"Law enforcement executives who fail to incorporate fitness and health programs in their management strategy create significant liability exposures for their agencies as well as health risks for their employees." — Senior Law Enforcement Official
The primary function of health and fitness program in a public safety agency is to ensure the physical readiness of its incumbent workforce. When administrators consider a program they often assume it must include mandatory standards. Standards will ensure that all members are performing at a minimum level of ability; a program will ensure the success of those standards. It is for this reason we recommend clients consider a program first if they anticipate resistance in implementing standards. If the way to mandatory standards is clear, then we suggest a multiple year implementation phasing-in some elements of the program – e.g. incumbent standards, and immediate execution of others such as in-service education.
What Should a Program Look Like?
In 2002 the National League of Cities’ (NLC) captive reinsurance facility, NLC Mutual Insurance Company, partnered with several law enforcement organizations to form a national Task Group to study the issue of health risk and health-related disability in law enforcement and to develop possible responses. Initial Task Group participants consisted of :
- Commission on Accreditation for Law Enforcement Agencies
- Fraternal Order of Police
- International Association of Chiefs of Police
- National Sheriffs’ Association
- National Organization of Black Law Enforcement Executives
- International Association of Directors of Law Enforcement Standards and Training
- Police Executive Research Forum
- American Society for Law Enforcement Training
- NLC Mutual Insurance Company
The Task Group held its initial meeting on August 21, 2002 at CALEA headquarters in Fairfax, Virginia.
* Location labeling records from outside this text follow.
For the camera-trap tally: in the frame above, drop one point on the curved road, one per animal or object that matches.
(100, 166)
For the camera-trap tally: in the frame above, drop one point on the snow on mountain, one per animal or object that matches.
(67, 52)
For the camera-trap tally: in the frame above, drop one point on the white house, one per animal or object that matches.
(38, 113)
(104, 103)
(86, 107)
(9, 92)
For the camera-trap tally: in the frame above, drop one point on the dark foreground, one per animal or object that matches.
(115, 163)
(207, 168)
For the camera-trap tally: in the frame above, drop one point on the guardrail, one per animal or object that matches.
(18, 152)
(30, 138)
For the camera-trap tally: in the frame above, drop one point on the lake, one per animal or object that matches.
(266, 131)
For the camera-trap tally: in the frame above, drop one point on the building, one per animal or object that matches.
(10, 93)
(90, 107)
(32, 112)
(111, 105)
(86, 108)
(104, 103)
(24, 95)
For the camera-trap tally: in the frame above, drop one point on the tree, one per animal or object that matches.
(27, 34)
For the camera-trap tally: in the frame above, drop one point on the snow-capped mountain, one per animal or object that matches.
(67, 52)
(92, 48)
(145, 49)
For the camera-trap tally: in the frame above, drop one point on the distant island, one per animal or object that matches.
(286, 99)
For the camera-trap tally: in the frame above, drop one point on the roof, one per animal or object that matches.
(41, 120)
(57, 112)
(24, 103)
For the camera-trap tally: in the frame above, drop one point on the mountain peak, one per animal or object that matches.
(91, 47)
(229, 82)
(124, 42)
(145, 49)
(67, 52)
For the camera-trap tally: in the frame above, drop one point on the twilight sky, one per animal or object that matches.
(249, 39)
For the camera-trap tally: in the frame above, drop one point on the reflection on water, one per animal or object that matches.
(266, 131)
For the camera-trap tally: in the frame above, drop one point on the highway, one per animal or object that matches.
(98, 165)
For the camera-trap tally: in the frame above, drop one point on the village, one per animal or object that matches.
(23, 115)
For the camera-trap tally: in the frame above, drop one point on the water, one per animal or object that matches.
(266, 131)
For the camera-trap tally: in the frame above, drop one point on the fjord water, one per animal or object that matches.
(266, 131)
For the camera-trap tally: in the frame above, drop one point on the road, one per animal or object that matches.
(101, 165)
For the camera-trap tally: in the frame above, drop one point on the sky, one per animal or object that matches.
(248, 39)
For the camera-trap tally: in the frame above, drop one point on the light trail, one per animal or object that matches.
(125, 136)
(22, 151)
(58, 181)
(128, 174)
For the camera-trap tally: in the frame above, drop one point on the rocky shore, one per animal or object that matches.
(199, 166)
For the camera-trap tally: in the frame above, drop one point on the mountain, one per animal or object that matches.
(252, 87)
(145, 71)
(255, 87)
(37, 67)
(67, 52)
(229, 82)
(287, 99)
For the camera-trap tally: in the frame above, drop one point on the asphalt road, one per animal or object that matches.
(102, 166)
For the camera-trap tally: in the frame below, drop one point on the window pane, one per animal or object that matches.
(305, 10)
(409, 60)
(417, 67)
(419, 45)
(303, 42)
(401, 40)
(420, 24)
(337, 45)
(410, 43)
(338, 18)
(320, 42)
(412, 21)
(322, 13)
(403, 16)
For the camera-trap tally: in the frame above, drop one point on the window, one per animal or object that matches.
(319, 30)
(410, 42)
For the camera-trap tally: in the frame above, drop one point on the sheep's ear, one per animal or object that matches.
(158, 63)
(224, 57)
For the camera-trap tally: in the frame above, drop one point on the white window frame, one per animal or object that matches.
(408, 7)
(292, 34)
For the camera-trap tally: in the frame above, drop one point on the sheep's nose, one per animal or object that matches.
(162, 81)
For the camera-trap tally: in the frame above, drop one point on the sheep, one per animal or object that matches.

After much consideration and deliberation the Task Group concluded its efforts with the drafting of a generic Voluntary Law Enforcement Fitness/Wellness Model Program. The Task Group envisioned an easily adaptable model, which would be universally viewed as positive and in the best interests of both law enforcement agencies and their personnel. The final version of the model was adequately flexible to permit some expansion by its users to incorporate incentives or other measures should the adopting agency deem it appropriate.
Current CALEA Position
In 2009, the Commission on Accreditation for Law Enforcement Agencies (CALEA) adopted a standard requiring all agencies would have in place a fitness and wellness program. The standard is below.
22.3.3 The agency has a written directive that addresses a fitness and wellness program which includes:
- Mandatory or voluntary participation by agency personnel
- A trained program coordinator
- Individual health screening and fitness assessment
- Individual education and goal setting
- Ongoing support and evaluation
Commentary: A fitness and wellness program has two main elements. The first is physical performance, i.e., the development and maintenance of physical performance capability to satisfactorily perform job tasks and personal activities. The second is the individual’s present health status as well as the risk for future disease. This is impacted greatly by lifestyle choices, including smoking, nutrition, weight, stress management, inactivity, etc. The agency should also consider incentives to encourage employee participation.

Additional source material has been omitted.